More people with cystic fibrosis are in employment than ever before. Choosing a career and finding a job are important life choices and while having CF should not limit your choices, there are some important points to consider.
Will your employers be sensitive to your needs? Is it a safe working environment? And do I need to tell a prospective employer that I have CF? These might be just some of the questions running through your mind.
People with CF are in all sorts of different occupations in New Zealand. We have advertising execs, accountants, early childhood educators, business owners, teachers, counsellors, office workers, builders, mechanics, tattoo artists, truck drivers and more.
You can check with your CF field worker or CF team about whether a specific job would be suitable, and they can write a letter about your health and ability to work, if you’d like this.
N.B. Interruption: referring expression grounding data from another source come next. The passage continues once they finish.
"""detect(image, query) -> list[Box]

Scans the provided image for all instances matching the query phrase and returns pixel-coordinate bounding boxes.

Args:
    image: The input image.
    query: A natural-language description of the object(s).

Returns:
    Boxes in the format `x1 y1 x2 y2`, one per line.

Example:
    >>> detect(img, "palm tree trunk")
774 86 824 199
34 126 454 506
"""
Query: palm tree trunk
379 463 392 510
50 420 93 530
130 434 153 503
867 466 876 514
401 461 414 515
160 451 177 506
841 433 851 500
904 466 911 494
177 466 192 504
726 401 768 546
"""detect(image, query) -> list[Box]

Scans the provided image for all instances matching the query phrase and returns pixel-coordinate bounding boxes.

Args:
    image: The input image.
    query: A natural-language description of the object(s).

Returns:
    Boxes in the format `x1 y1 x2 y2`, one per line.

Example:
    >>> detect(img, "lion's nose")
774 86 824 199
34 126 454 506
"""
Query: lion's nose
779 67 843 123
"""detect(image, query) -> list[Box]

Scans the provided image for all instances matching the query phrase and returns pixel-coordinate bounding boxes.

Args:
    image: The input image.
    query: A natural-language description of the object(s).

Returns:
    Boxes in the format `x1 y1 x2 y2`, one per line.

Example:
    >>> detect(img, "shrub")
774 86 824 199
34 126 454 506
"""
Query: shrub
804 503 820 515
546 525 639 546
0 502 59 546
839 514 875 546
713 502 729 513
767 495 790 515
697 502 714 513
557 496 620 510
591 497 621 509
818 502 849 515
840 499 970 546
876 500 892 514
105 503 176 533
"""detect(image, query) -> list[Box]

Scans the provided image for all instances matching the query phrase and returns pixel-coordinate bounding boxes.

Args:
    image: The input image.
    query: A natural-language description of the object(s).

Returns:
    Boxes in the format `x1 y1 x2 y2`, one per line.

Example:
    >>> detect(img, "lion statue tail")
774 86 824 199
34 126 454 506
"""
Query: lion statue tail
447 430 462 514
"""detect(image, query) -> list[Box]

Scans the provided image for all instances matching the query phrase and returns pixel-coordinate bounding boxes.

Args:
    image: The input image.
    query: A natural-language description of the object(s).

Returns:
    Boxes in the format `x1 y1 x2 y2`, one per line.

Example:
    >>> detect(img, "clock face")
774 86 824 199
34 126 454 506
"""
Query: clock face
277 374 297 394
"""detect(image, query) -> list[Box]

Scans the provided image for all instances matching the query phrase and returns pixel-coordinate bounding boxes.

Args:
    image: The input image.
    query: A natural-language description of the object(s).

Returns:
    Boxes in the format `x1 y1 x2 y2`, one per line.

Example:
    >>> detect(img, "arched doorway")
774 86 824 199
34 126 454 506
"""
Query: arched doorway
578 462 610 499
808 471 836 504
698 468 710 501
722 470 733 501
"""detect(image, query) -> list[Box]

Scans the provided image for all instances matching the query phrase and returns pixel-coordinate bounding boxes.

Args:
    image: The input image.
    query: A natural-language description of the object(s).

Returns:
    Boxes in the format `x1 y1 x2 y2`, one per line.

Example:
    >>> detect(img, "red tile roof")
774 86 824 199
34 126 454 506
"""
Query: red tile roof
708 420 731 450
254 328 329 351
It’s up to you to decide who you want to share information about your health with. Some people applying for jobs choose not to disclose a health condition with prospective employers, others may choose to do so and in some cases with positive results.
There are some situations where people have a legal responsibility to reveal a health disorder – and that’s when a health condition could put you or someone else at risk (mentally or physically), or when it could impact on your ability to do the job required. Some corporate employment contracts also require a medical to be completed prior to starting work, regardless of the person's health status.
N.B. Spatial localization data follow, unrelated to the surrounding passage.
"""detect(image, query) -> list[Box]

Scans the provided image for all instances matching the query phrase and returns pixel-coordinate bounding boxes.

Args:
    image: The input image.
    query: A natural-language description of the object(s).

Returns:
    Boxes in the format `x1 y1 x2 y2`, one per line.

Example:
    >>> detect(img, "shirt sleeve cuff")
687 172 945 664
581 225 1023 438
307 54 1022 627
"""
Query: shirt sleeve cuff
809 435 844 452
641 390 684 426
Regardless of whether or not you disclose CF during the job interview process, many people believe it can be helpful for employers to be aware of a health condition – it can mean they will be more flexible with working hours and understanding of time off for hospital appointments or ill-health.
It’s a good idea to consider cross infection risks and the possibility of others with cystic fibrosis working or visiting the workplace. You should also avoid exposure to possible sources of infection such as hay and compost, and other sources of the fungus Aspergillus and bacteria Pseudomonas. In some cases measures can be introduced to avoid these risks.
Employers are required (under the Human Rights Act) to introduce reasonable changes to the work or the workplace to meet the needs of someone with a disability. This can include ways of minimising cross infection risks, having a clean and safe place for keeping medications (such as a fridge), being able to work from home at times, have flexible hours, and time off for hospital appointments.
Employers could be eligible for government subsidies for employing someone with a disability such as wage subsidies or grants to help them make modifications to the workplace.
Remember, it’s also important a job or workplace suits you and it’s somewhere you feel comfortable to work. Don’t give up if it takes time to find the right fit for you.
If you do experience discrimination on the basis of health status, or just want information about your rights, you can seek free, specialist advice by contacting Citizens Advice Bureau. You can also seek legal advice and/or make a complaint to the Human Rights Commission.
Work and Income also offer advice for helping people find work and assistance for businesses employing someone with a disability.
“I make sure my weekends are very relaxed or at least one day is for sleeping. I also try to have a back/shoulder massage once a week (focused on my lungs) and I find that really helps with lung pain from working and sitting at a computer all the time.”
“First of all (and MOST important) – do something you love. Life is too short to be stuck in a job you don't enjoy. I always struggled with energy levels, but I love going to work - it wears me out but it is worth it!”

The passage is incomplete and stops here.